Clinical experience with nadolol in Nigerian patients with essential hypertension.

: Response to Nadolol (Corgard) tablets has been studied in newly diagnosed Nigerian patients with essential hypertension attending the hypertension clinic of the University College Hospital, Ibadan. 21 out of 26 recruited patients completed the study. The mean age was 47.3 +/- 9.5 SD years. The mean supine systolic blood pressure post placebo was 177.6 +/- 13.3 SD mm Hg, while the diastolic blood pressure was 101.7 +/- 11.7 SD mm Hg. After 8 weeks, the mean readings were 126.2 +/- 11.2 SD mm Hg supine systolic and 81 +/- 8.9SD mm Hg supine diastolic. In the erect position, the corresponding mean readings post placebo and at 8 weeks 168.8 +/- 21.9 SD mm Hg and 125.2 +/- 15.4 SD mm Hg systolic, and 107.4 +/- 12.2 SD mm Hg and 86 +/- 8 SD mm Hg diastolic respectively. There was a significant difference (P less than .001) between the mean readings post placebo and at 8 weeks in both systolic and diastolic blood pressures in the supine and erect positions).
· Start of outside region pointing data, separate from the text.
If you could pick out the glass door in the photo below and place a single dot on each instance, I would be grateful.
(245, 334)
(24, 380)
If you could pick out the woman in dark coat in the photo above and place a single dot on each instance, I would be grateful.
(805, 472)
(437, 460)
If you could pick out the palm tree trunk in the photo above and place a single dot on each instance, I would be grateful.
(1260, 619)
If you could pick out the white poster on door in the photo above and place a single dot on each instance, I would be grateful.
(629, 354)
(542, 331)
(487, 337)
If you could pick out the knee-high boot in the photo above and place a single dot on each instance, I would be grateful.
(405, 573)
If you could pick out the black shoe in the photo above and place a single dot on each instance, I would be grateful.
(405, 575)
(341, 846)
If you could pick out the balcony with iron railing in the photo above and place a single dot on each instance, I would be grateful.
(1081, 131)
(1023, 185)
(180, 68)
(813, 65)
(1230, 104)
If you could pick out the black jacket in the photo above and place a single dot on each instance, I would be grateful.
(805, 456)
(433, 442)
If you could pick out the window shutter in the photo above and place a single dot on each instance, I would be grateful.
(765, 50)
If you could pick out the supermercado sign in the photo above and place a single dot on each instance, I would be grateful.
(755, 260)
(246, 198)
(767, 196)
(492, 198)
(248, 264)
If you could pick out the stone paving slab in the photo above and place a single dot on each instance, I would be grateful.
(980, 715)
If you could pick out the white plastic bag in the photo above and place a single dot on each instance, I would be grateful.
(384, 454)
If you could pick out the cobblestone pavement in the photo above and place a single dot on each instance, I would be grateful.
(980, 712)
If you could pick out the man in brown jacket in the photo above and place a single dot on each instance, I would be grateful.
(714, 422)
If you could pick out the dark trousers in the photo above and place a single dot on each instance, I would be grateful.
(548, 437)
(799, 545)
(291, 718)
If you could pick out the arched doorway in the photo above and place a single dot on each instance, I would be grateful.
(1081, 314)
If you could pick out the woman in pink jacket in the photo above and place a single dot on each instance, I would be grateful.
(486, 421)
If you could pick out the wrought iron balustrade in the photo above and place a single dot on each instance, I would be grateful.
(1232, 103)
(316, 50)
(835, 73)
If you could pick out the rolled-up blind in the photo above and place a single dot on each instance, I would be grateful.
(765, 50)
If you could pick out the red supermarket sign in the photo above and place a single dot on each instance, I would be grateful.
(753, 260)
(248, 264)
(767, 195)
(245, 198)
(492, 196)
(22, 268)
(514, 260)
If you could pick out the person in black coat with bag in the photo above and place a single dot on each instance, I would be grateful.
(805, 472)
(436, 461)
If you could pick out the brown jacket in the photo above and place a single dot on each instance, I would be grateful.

The mean supine pulse rate per minute post placebo was 80 +/- 7, and at 8 weeks 70 +/- 3. There was a significant difference (P less than .001) between the two pulse rates. 2 of the 26 patients were taken off the trial at 4 weeks because of poor response, but were included in the determination of effectiveness, toleration and side effects. Nadolol was found highly effective in 15 patients (65.2%) moderately effective in 6 patients (26%) and ineffective in 2 patients (8.6%). Side effects were not a problem in this study and toleration was excellent in most cases.